Pietro Longhi eternizou o prato no quadro ‘A Polenta’, em que uma mulher do povo derrama da panela uma massa dourada

       Preparada com farinha de milho, água e sal, mexida lentamente para não formar grumos, a polenta era pouco apreciada no Brasil. Durante muito tempo seu consumo esteve restrito ao Rio Grande do Sul, por influência dos colonos do norte da Itália, terra natal da receita, que chegaram no século 19. Em Santa Catarina e no Paraná, o prato também era apreciado por descendentes dos mesmos imigrantes. Neste inverno, porém, São Paulo patrocinou a consagração informal da polenta. Quase todos os restaurantes de cozinha italiana da cidade passaram a oferecer pelo menos uma variação do prato.

       Promoveram até festivais, com diversas opções. Descobriram que a polenta, juntamente com o macarrão, risoto e pizza, apresenta prodigiosa versatilidade. Cozida, frita, assada no forno ou na grelha, servida quente ou fria, incorpora os mais diversos aromas e sabores.

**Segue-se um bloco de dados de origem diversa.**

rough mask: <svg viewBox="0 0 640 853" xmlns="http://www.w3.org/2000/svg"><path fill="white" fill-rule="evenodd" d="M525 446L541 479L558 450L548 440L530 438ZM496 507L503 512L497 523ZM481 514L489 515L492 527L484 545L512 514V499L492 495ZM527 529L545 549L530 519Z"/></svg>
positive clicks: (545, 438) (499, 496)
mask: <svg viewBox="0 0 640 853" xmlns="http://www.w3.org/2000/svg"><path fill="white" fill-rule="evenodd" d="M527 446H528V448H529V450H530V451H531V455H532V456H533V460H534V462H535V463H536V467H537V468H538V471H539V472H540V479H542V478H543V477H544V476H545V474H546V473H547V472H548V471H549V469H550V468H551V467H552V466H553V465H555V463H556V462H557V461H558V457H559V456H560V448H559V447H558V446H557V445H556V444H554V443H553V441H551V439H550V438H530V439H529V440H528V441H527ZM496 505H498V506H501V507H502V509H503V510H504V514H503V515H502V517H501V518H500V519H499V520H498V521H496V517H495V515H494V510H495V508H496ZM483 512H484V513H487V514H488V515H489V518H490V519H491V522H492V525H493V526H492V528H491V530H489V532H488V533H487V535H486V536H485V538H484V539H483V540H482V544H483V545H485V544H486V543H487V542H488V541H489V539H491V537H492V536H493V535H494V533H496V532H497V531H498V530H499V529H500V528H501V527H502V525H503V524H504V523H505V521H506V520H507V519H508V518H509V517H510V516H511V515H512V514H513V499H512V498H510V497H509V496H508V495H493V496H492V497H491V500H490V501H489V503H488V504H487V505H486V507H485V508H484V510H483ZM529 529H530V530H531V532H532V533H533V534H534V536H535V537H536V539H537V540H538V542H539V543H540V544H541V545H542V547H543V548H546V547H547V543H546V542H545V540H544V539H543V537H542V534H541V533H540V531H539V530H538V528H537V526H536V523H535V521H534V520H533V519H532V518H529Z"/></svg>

        Pode ser comida sozinha, pura ou com molho, na condição de entrada, prato principal ou acompanhamento. Combina com molhos à base de tomate, ervilha, espinafre e outros vegetais; queijos, como fontina, gorgonzola, mascarpone e toma; cogumelos variados; carnes de aves, porco, javali e inúmeras caças. Na Itália, seu uso varia conforme a região. No Friuli, serve-se a polenta sob filés de rodovalho (linguado gigante, o turbot dos franceses) aromatizados com alho. No Vêneto, acompanha receitas típicas de bacalhau. Na Lombardia, é coroada com passarinhos no espeto, dourados na manteiga. No centro do país, harmoniza-se com a lingüiça de porco. No Piemonte, transforma-se em prato sublime. Sobre finas fatias de polenta coloca-se ovo frito em manteiga e lâminas de trufa branca.

       A polenta que conhecemos surgiu no norte da Itália em conseqüência da descoberta da América, em 1492. Começou a ser preparada três ou quatro décadas depois de Cristóvão Colombo regressar de sua viagem pioneira, levando sementes de produtos agrícolas desconhecidos, entre eles o milho. O navegador genovês alcançou o Novo Mundo procurando ouro e tesouros que não encontrou. Em compensação, achou um bem infinitamente mais precioso. Os astecas no México, os Maias da América Central, os Incas da Colômbia, que basearam suas civilizações na cultura do milho, já sabiam disso. Tanto que consideravam o milho um dom divino, venerando-o em liturgias religiosas. Na Europa, essa planta da família das gramíneas começou a ser cultivada pelos espanhóis da Andaluzia e dali se espalhou pelo resto do continente. Na Itália, chegou por Veneza, no início do século 16, obtendo sucesso instantâneo. Fácil de cultivar, crescendo rápido, saboroso e nutritivo, o milho matou a fome de sucessivas gerações. Seus grãos foram imediatamente socados e transformados em polenta. Alimento barato, virou comida de pobre.

       Amarela ou branca, a polenta acabou conquistando o paladar dos ricos e se espalhando em todas as classes sociais. A fórmula original ou variações da receita foram perpetuadas pela arte. O poema épico Orlando Furioso, que o italiano Ludovico Ariosto escreveu no século 16, constitui um marco dessa ascensão cultural. O herói morre após se empanturrar com um tipo de polenta.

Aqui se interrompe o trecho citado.